インタクトでは毒性で生えてこないから、組換えて遺伝子が潰れたものだけが生えてくる。
組換えを阻止したら遺伝子が潰れにくくなって一個も生えてこないか、それでも変異したレアなクローンしか生えてこないという結果になると予想します。

外来遺伝子の発現の目的は? 発現タンパク質を取得するプレパラティブな目的なのか、形質転換体でin vivo の生理機能を見るのか?
発現制御は誘導性のプロモータなのか内在性のプロモータなのか。
その辺はいかがでしょうか
in vivoであればプレパラティブ実験のように強いプロモータは必要ないので、発現量の低いプロモーターにするとかあるかも知れないけど、

(無題) 削除/引用
No.12351-10 - 2024/06/10 (月) 12:29:18 - おお
大腸菌において導入したプラスミドから毒性があるペプチドの発現が疑われる場合の工夫は色々あれど、そのペプチドの発現を抑えることです。

大腸菌で使われている手法が対象の菌でうまくいくかどうかはやってみないとわからないという事もあるでしょう。それならコードする蛋白のコドンをレアコドンに変更して蛋白合成の効率を落としてみるというのはもしかしたら通用するかもしれません。

それとすでに言及されているかわかりませんが、選択につかう抗生物質の濃度も大腸菌のプラスミドのコピー数に影響します。ですからお使いの抗生物質の濃度も下げていいかもしれませんね。

(無題) 削除/引用
No.12351-9 - 2024/06/09 (日) 07:39:46 - おお
>欠失箇所の両端には (短いもので8塩基ほどの) 相同配列が見つかるため相同組み換えが生じていると考え、

菌体のほうじゃなくて、その相同性のある部分、蛋白をコーディングしているなら同じアミノ酸の違うコドンに入れ替えていって相同性を潰す(弱く)してみたらどうかしら。

(無題) 削除/引用
No.12351-8 - 2024/06/05 (水) 17:49:22 - ECAB

> あくまでも「大腸菌では」ですよね。
はい。大腸菌では大丈夫だから自分の使っている菌でも大丈夫だ、という意図ではございませんでした。あくまでも先行研究の時点でわかっていることに言及したまでです。

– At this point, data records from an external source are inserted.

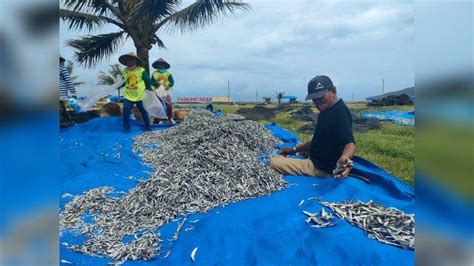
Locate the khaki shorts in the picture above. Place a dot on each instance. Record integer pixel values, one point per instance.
(291, 166)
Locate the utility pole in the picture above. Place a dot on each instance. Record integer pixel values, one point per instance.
(383, 84)
(228, 90)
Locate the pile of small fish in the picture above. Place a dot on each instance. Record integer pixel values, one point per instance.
(321, 219)
(204, 162)
(387, 225)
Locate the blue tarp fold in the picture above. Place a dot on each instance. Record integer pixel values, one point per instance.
(268, 230)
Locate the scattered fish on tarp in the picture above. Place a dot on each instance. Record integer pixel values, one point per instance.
(387, 225)
(320, 219)
(301, 203)
(202, 163)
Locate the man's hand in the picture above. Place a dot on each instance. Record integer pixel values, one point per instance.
(342, 160)
(287, 151)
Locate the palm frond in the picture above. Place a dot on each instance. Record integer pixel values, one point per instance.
(78, 20)
(91, 49)
(158, 9)
(201, 13)
(158, 42)
(98, 7)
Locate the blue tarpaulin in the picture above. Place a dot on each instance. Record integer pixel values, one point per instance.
(394, 116)
(266, 230)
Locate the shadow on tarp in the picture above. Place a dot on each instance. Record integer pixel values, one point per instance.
(265, 230)
(394, 116)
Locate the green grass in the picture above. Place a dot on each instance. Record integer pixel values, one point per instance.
(392, 147)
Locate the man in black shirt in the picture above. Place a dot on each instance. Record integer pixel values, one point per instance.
(332, 144)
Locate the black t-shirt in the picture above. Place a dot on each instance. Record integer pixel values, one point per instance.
(332, 133)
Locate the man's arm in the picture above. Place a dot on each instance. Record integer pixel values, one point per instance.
(146, 79)
(298, 148)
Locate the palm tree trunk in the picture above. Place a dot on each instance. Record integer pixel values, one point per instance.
(143, 54)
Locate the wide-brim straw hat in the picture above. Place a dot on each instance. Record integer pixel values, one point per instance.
(160, 61)
(123, 58)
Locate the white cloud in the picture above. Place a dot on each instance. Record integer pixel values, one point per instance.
(280, 45)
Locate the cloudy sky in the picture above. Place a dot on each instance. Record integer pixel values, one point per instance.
(280, 45)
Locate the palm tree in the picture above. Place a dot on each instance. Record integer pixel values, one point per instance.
(70, 67)
(279, 96)
(140, 20)
(115, 71)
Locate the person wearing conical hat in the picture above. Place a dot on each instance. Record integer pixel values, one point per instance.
(137, 81)
(163, 81)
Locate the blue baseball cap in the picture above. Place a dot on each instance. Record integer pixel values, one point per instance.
(318, 86)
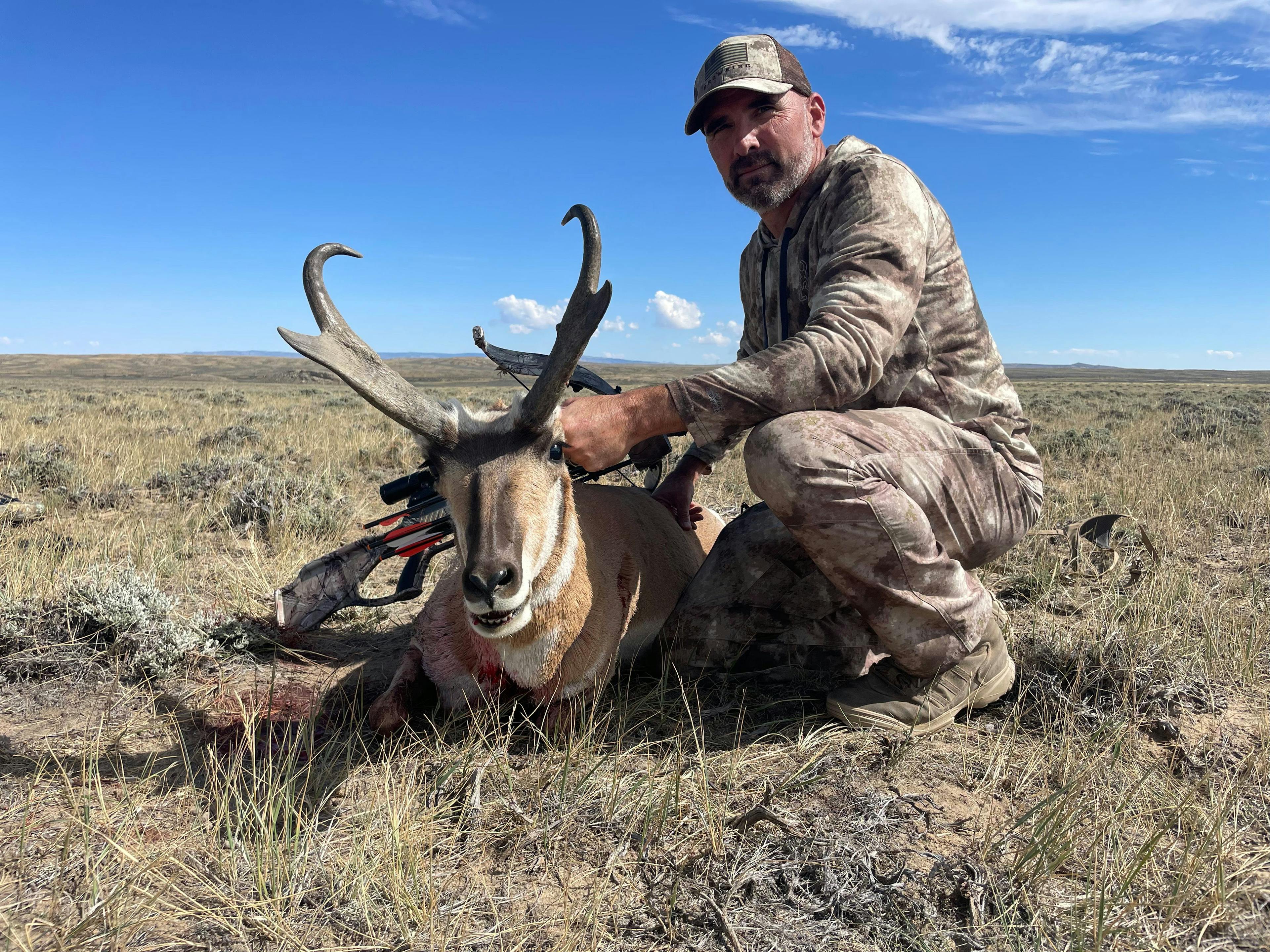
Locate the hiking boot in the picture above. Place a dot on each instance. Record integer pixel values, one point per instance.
(892, 698)
(15, 511)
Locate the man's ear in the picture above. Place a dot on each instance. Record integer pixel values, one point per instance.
(816, 113)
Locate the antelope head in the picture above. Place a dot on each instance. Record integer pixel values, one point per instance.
(503, 473)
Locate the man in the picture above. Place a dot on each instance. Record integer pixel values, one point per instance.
(883, 431)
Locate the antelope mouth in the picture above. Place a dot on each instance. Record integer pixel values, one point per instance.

> 同じ遺伝子なのに大腸菌では組換えて不安定ということはないわけですか?
文意が取れず申し訳ございません。

> 先行研究に組換え能欠損の特殊な株を使っているなど言及はありましたか。
ありませんでした。BL21(DE3)やRostta等です

> 組換タンパク質/標的組換え配列(FLP/FRTやCre-loxPみたいな)でもなければ、
> 全プラスミドが一斉に組換えるなんてことないと思うんです。反復配列があるというだけなら、散発的に組換えが起こって、組換えたやつも組換えてないやつも混在しているとか、組換えていないやつを単離してもpropagateしているうちに組換えたやつが出てくるとか、そういう感じじゃないでしょうか。
> しかるに、取れたプラスミドが全部組換えているとなると、intactは配列に対して選択圧が働いている可能性がかなりあります。
> 本当かどうかは確かめないと言えませんが、あなたの細菌には有害だけど、大腸菌には害がなかったから、intactなのが取れたたし大量発現もできたということで一応、辻褄は合います。
選択圧が生じている可能性は高いです。そのような状況からインサートをintactに保持したプラスミド保持クローンが取れる確率を上げるために施せる遺伝子改変 (その他の方法でも) があればと意図したトピックでした。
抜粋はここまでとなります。